UK: Meat from animals not stunned before they are slaughtered must be labelled, vet association says

By Valerie Elliott, The Telegraph

Until now the British Veterinary Association has campaigned for an outright ban on the ‘cruel practice’ of religious slaughter

Meat obtained from animals that were not stunned prior to being killed must be labeled, according to the British Veterinary Association (BVA).

Without new labeling rules, consumers run the risk of inadvertently eating meat from animals that are in “unnecessary pain” before they die.

So far, the BVA, which represents 18,000 veterinarians, has campaigned for a complete ban on the “cruel practice” of religious slaughter, in which live animals are killed with a sharp knife before they can bleed to death.

A ban remains its goal, but the professional organization has taken a new, pragmatic approach as it believes it has a better chance of convincing ministers to adopt “No Stun” labels.

James Russell, new BVA President, said: “Our concern is that every animal can lead a good life with the highest level of well-being until it dies.

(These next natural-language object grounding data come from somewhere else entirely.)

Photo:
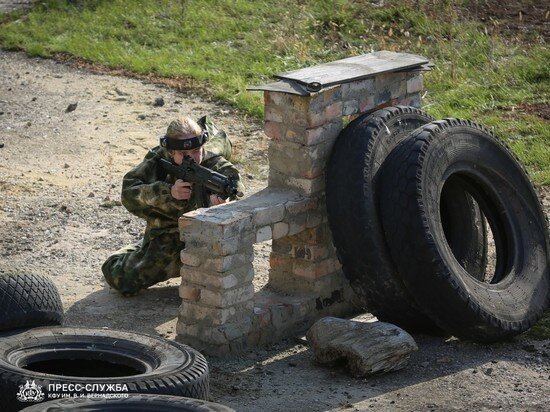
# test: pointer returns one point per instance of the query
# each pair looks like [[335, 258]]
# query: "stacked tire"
[[93, 368], [410, 203]]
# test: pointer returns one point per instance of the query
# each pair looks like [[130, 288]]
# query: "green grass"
[[230, 44], [541, 330]]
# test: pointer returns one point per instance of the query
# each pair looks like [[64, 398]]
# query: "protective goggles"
[[184, 144]]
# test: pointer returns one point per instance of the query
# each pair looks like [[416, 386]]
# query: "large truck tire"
[[352, 191], [85, 361], [450, 152], [28, 300]]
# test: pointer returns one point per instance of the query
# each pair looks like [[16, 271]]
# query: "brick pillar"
[[217, 274], [220, 313]]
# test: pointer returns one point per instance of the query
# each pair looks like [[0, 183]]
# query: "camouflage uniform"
[[146, 192]]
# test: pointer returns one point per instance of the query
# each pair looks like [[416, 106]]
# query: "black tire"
[[28, 300], [413, 178], [128, 362], [152, 403], [352, 197]]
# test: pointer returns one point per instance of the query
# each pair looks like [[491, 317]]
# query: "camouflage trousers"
[[136, 267]]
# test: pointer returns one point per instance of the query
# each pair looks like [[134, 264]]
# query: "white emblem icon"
[[30, 392]]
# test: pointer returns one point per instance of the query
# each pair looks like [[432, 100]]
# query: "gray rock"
[[368, 347]]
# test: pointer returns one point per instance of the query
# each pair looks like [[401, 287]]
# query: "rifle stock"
[[192, 172]]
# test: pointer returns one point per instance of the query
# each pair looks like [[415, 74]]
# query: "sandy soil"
[[60, 176]]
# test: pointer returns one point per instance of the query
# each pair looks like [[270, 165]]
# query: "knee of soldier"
[[121, 282]]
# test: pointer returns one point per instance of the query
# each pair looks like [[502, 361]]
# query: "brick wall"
[[220, 313]]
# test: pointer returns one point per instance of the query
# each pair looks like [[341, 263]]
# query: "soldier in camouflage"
[[150, 193]]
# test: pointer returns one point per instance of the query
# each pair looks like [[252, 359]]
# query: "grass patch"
[[229, 44], [541, 330]]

“But we don’t know the target of meat from some of these animals, which are killed without anesthesia, and we believe it should be labeled.

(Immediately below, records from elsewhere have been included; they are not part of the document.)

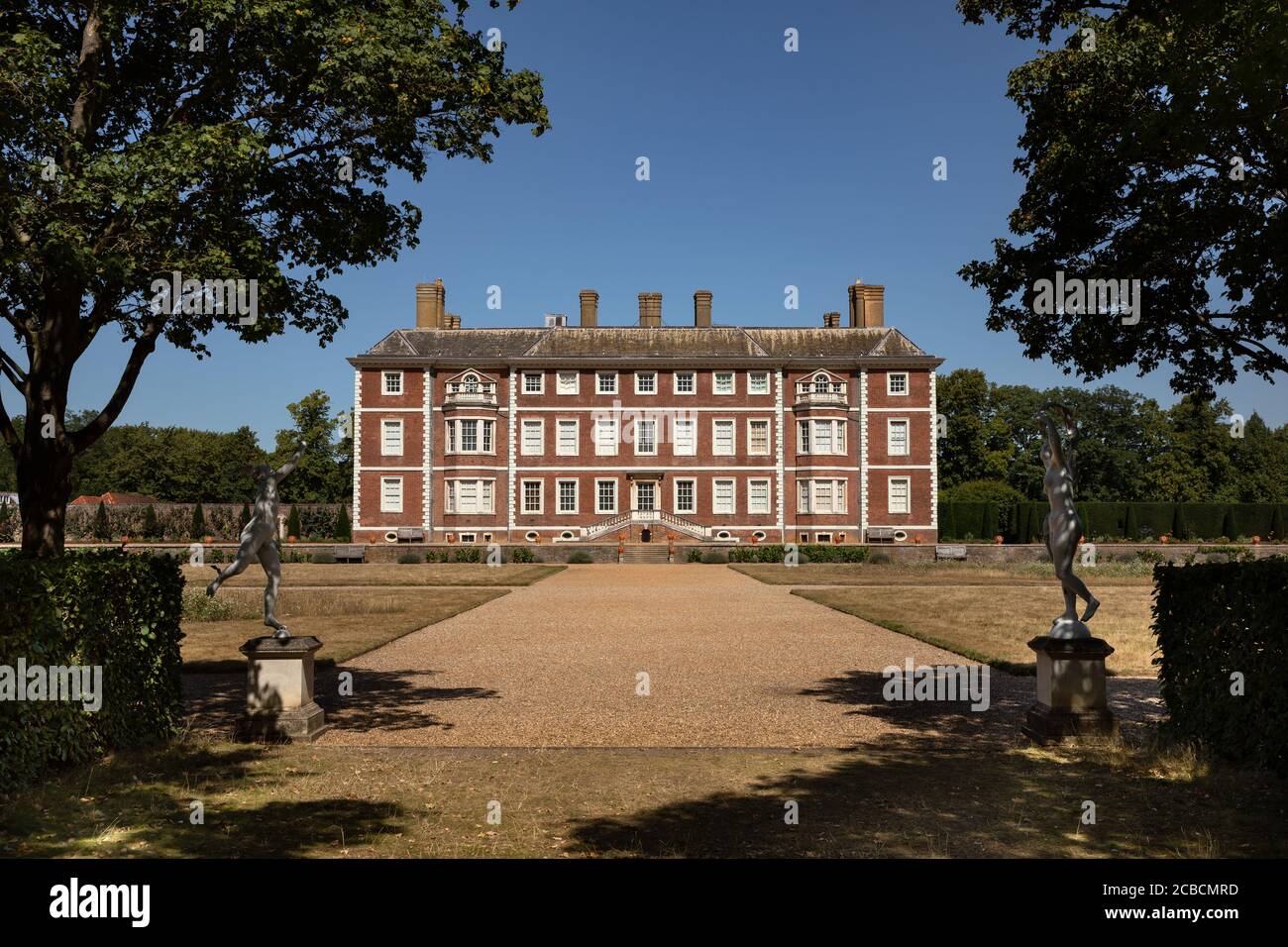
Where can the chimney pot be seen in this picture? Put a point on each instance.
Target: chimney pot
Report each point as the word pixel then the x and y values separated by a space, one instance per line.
pixel 867 305
pixel 425 305
pixel 702 308
pixel 589 308
pixel 651 309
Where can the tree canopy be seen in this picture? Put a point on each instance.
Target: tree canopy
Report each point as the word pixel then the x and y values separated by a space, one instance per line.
pixel 1154 149
pixel 240 146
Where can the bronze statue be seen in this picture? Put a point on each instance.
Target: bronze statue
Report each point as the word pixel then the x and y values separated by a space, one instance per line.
pixel 257 540
pixel 1061 530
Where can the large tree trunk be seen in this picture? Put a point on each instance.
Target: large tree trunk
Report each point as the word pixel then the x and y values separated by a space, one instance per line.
pixel 44 458
pixel 44 484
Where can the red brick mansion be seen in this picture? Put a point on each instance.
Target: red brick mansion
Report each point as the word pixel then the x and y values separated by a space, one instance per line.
pixel 584 433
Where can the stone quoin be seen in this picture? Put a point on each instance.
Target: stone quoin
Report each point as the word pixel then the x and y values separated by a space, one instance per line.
pixel 588 433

“We don’t know where fresh meat for sale at counters and butchers comes from, and we don’t know whether some cakes, ready meals or other meat products use meat without anesthesia.”

Meat sold under certified safety labels such as Red Tractor, Quality Meat Scotland, RSPCA Assured and Soil Association requires animals to be stunning before slaughter.

However, since there is no legal obligation to label this meat, it is unclear how much meat from non-stunned animals goes on sale.

However, a report from the Food Standards Agency last year suggested some would step into the broader food chain.

Dr. Amir Masoom, CEO of the Halal Food Authority, who supported the BVA, said: “We want all Halal meat and meat products to be labeled as“ stunned ”or“ non-stunned ”so that consumers can make an informed choice when shopping in stores can meet. ”

While Schechita UK, which represents the Jewish community, supports consumer rights, spokesman Shimon Cohen criticized the proposed labeling as “one-dimensional”.

He said: “If consumer information is the target, consumers should be informed about the method of stunning the slaughter – captive bolt shooting, gas asphyxiation, electrocution with pliers or an electric water bath, or other permitted methods, including Jewish and Muslim Slaughter. ”

The Ministry of Environment, Food and Rural Affairs said: “We respect the right of Jewish and Muslim communities to eat meat cooked according to their beliefs and we expect the food industry to provide consumers with all the information they need, to make informed decisions.

“The government is committed to seriously and rapidly examining the role of labeling in promoting high standards of food and animal welfare in the UK market and to consult this at the end of the transition period.”